Les partis politiques comme laboratoires d’idées dans lesquelles se préparent les projets de société : c’est peut-être le cas dans les vieilles démocraties, encore que parfois je me suis personnellement dit que finalement il n’y avait pas tant de différences que ça entre un RCD, un UMP, un PS ou un PC sous Staline : c’est soit tu es avec nous et tu es d’accord, soit tu dégages (j’exagère un peu mais à peine…). Nous avons la chance d’avoir une jeunesse mature, avec une conscience politique qui va dans le sens de l’intérêt général, et qui réclame haut et fort son désir d’être un acteur majeur de la scène politique. Cette jeunesse passe ses idées et les exprime par l’ensemble des moyens modernes à sa disposition. Il serait très dommage d’introduire des filtres idéologiques.

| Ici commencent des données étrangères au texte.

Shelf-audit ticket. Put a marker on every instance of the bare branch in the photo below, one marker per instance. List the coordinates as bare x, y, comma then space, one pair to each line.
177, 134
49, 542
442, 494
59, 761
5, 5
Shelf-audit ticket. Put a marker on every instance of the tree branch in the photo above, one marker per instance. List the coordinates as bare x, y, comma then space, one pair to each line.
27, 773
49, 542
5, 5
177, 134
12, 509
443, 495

Si je ne vous ai pas encore perdus, c’est que peut-être que vous vous dites que ce que je raconte n’est pas complètement absurde. Je poursuis.

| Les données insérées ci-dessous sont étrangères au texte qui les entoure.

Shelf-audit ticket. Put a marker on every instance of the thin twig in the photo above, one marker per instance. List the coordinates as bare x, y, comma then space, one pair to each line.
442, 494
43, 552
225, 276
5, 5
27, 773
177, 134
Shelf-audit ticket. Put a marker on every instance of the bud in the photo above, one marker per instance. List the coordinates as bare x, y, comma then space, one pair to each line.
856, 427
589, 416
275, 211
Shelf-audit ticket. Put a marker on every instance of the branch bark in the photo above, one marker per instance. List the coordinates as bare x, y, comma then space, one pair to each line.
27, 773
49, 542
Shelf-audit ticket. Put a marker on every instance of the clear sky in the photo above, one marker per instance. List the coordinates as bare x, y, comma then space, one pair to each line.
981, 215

Je ne suis pas en train de dire qu’il faille marginaliser les partis politiques. Loin de moi cette idée. Je ne suis pas non plus en train de défendre un modèle anarchiste et apolitique. Je dis, que dans notre cas particulier tunisien, il est risqué de leur confier la construction de notre processus démocratique pour les raisons suivantes :

  • Nous sortons de 50 ans d’oligarchie imposée par un parti qui a été trop dominant, le RCD
  • Les autres partis politiques sont soit faibles, soit peu ou pas crédibles, soit trop idéologiques ou parfois même anti-démocratiques
  • Nous sommes un peuple jeune qui n’a pas d’expérience de la Démocratie malgré le formidable sens de maturité qu’on vient de prouver au monde entier
  • Après le manque de libertés qui a trop duré, il y a aujourd’hui un grand risque d’overdose de liberté d’expression, puisque tout le monde veut faire entendre sa voix ce qui génère une cacophonie qui introduit la confusion et ne nous rend pas service
  • Il y a un risque d’instabilité lié à des agendas divergents des différents partis: effritement des propositions et des programmes, jeu d’alliance et de coalitions, agendas personnels de certains
  • La composition du gouvernement d’union nationale en est la preuve : « si untel est nommé, moi je démissionne », « soit lui, soit moi », « ok je veux bien, mais à condition que… »
  • Nous avons besoin d’unité, de cohésion et de leadership
  • Il faut un projet de société autour d’un leader élu au suffrage universel direct uniquement sur un programme concret. L’élection du président de la république au suffrage universel direct n’est pas quelque chose de commun dans les démocraties modernes. C’est un fait suffisamment rare pour être soulevé. Le suffrage universel direct procure au Président, élu directement par les citoyens, une légitimité (par son programme et son action gouvernementale) qui doit être au dessus des partis

Je suis peut-être naïf ou idéaliste. Ce qui est sûr c’est que je crois au modèle défendu par Jean-Jacques Rousseau comme le meilleur moyen de démarrer un processus démocratique solide et efficace et qui répond à l’urgence de la rupture et à la nécessité des réformes.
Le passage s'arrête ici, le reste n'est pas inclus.